The companies that had applied for time-banking are mainly in the food and beverage, hotel, retail and manufacturing sectors.
Labour MP Patrick Tay (West Coast GRC) believes time-banking is generally done out of good intentions. “For those companies that do not receive the 75 per cent wage subsidies outside of the circuit breaker, this can help them manage business costs and retain manpower,” said Mr Tay, assistant secretary-general of the National Trades Union Congress.
“However, this must be implemented fairly. In unionised companies, there are controls put in place for such a practice as it is a negotiated position between union and management. For example, limits on the number of hours to time-bank, the redemption rate, etc. In addition, this is also subject to MOM’s approval.”
Mountbatten MP Lim Biow Chuan, who sits on the Government Parliamentary Committee for Manpower, is concerned that some employers may not implement time-banking fairly.
“It is not a practice that I will condone, making an employee sign an agreement to say that you owe me a certain number of hours. Then you are asking staff to commit hours way in advance… At the end of the day, the welfare of employees has to be taken care of as well.

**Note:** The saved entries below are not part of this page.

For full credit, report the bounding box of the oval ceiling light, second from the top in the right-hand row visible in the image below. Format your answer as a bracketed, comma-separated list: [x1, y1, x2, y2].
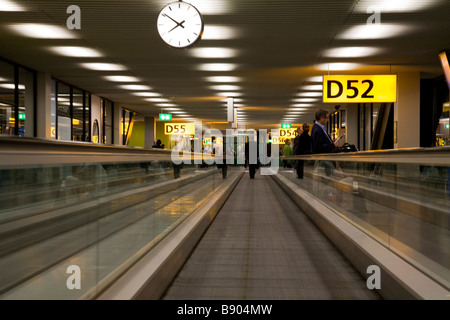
[336, 23, 414, 40]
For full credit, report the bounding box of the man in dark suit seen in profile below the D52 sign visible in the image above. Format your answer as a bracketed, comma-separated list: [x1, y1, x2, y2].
[311, 109, 338, 176]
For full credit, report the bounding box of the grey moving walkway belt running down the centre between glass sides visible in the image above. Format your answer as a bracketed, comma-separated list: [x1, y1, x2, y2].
[163, 173, 381, 300]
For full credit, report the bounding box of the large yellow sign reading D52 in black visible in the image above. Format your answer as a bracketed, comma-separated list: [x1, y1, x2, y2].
[323, 75, 397, 103]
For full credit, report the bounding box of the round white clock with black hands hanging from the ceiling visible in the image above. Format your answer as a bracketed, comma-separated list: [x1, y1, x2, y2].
[157, 1, 203, 48]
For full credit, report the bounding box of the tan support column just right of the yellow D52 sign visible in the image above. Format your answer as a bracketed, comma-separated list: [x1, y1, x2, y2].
[394, 72, 420, 149]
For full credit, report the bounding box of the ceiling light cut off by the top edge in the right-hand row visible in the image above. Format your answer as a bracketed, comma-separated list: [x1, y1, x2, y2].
[356, 0, 442, 13]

It cannot be a free market for unreasonable employment practices,” said Mr Lim, who feels that the ministry needs to closely monitor and intervene to prevent employers from abusing the system.
Ang Mo Kio GRC MP Gan Thiam Poh said he has received requests for help from residents who felt that their employers had resorted to unfair cost-cutting measures, including wage cuts, retrenchment and work redeployment.
Many of these requests have come from blue-collar workers working in small and medium-sized enterprises, said Mr Gan, who has referred such cases to MOM.
To ensure fair and responsible implementation of cost-cutting measures, MOM requires employers to submit measures they intend to undertake and it says it has found most of them to be fair and responsible.
The majority of complaints and disputes arose because of poor communication by employers, judging by what has been referred to MOM and the Tripartite Alliance for Fair and Progressive Employment Practices (Tafep).
“MOM and Tafep have stepped in to guide these employers on engaging their employees, so that they would understand and support the cost-saving measures, which were implemented to save their jobs and prevent retrenchment,” the MOM spokesman said.